In this case, we benefit from our social networks, and archive holders, both creators of, as well as descendants holding family archives, come to us. We can ensure them of the long-term preservation of documents, whether physical, digital or both, in a dedicated department within a French research unit that has been based in Alexandria for 30 years, In addition, we can propose the prospects of academic engagement in these archives, in accordance with their wishes, which is often considered to be an added value to the act of donation.

This demand for the safe storage of archives is growing because it is linked to the desire of members or descendants of foreign communities, who lived in Alexandria until the 1960s, to preserve and to share the memory of their Alexandrian life. It is also linked to the difficulties encountered in depositing such archives by the producers and/or heirs of the archives given their current situation (exile, diaspora) and that of the host country (In which institutions should these documents be deposited, with what prospects?). The archives to date are mainly French-language, and shed new light on the cosmopolitan Alexandria of the 19th and 20th centuries.

Our expertise has gained recognition through the creation and organisation of cultural events such as the Alexandria Heritage Days, which the CEAlex has managed since 2010, as well as through the publication of scientific works highlighting the heritage and historical importance of private and institutional archival documents. Such material complements the other types of documentary resources held at the CEAlex as part of our study of the city and its past (see the work by D. Gogny, Archives d’Orient, recently published by the CEAlex in the new Alexandrie moderne collection).

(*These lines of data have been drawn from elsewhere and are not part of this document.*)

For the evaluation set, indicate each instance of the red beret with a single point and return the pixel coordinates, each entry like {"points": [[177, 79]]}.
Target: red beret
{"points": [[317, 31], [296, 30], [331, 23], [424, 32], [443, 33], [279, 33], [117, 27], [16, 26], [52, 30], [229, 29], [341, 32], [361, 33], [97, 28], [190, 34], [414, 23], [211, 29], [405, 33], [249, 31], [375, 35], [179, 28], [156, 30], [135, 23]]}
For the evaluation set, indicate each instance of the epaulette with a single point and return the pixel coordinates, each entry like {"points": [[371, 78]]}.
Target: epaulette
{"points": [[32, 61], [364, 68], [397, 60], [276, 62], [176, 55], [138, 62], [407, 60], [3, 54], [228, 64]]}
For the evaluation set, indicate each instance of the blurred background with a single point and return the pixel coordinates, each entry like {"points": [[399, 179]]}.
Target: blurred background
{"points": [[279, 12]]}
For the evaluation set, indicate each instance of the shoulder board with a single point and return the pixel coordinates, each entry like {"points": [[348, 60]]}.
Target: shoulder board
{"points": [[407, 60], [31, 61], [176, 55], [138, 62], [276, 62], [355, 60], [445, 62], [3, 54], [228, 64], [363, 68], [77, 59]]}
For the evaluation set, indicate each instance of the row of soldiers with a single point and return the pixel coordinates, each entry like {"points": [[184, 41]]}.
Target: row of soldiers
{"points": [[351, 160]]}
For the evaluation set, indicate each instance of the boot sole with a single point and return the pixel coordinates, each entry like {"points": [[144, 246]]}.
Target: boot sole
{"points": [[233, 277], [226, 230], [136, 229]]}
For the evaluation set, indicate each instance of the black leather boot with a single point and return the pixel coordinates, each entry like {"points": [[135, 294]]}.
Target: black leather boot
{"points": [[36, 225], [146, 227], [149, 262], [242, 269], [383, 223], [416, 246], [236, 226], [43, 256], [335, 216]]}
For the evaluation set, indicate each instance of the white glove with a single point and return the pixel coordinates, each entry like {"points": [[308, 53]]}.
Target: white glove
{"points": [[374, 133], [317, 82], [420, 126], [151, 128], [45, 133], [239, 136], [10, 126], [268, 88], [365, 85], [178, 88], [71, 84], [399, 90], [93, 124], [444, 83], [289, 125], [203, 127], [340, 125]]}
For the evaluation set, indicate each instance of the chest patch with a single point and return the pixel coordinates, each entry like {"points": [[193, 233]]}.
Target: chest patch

Lastly, we should note the snowball effect in the collection of French-language newspapers and other items. From the outset this represented an engagement with private and institutional archives. Indeed, the collection began with institutions, particularly schools, decommissioning elements of their libraries. Then, after visits to Alexandria’s souq el-gomaa (Friday flea market), we acquired a batch of newspapers that turned out to have come from one person who had built up a veritable news archive in his apartment. Thanks to private archives also sold at the souq, we were able to take small steps towards identifying the protagonists in this personal story, a micro-history that bears witness to the history of the city.


After consideration as to how the documents could be used and made available, in accordance with legislation on private archives, we have developed a somewhat limited solution consisting of the creation of an online archival catalogue, which provides an overview of the collections held by the CEAlex through an appropriate description and possibly selected elements as illustrations, but without giving immediate open access to all the digitised documents. This would seem a reasonable way in which to make these archival documents available in a controlled manner.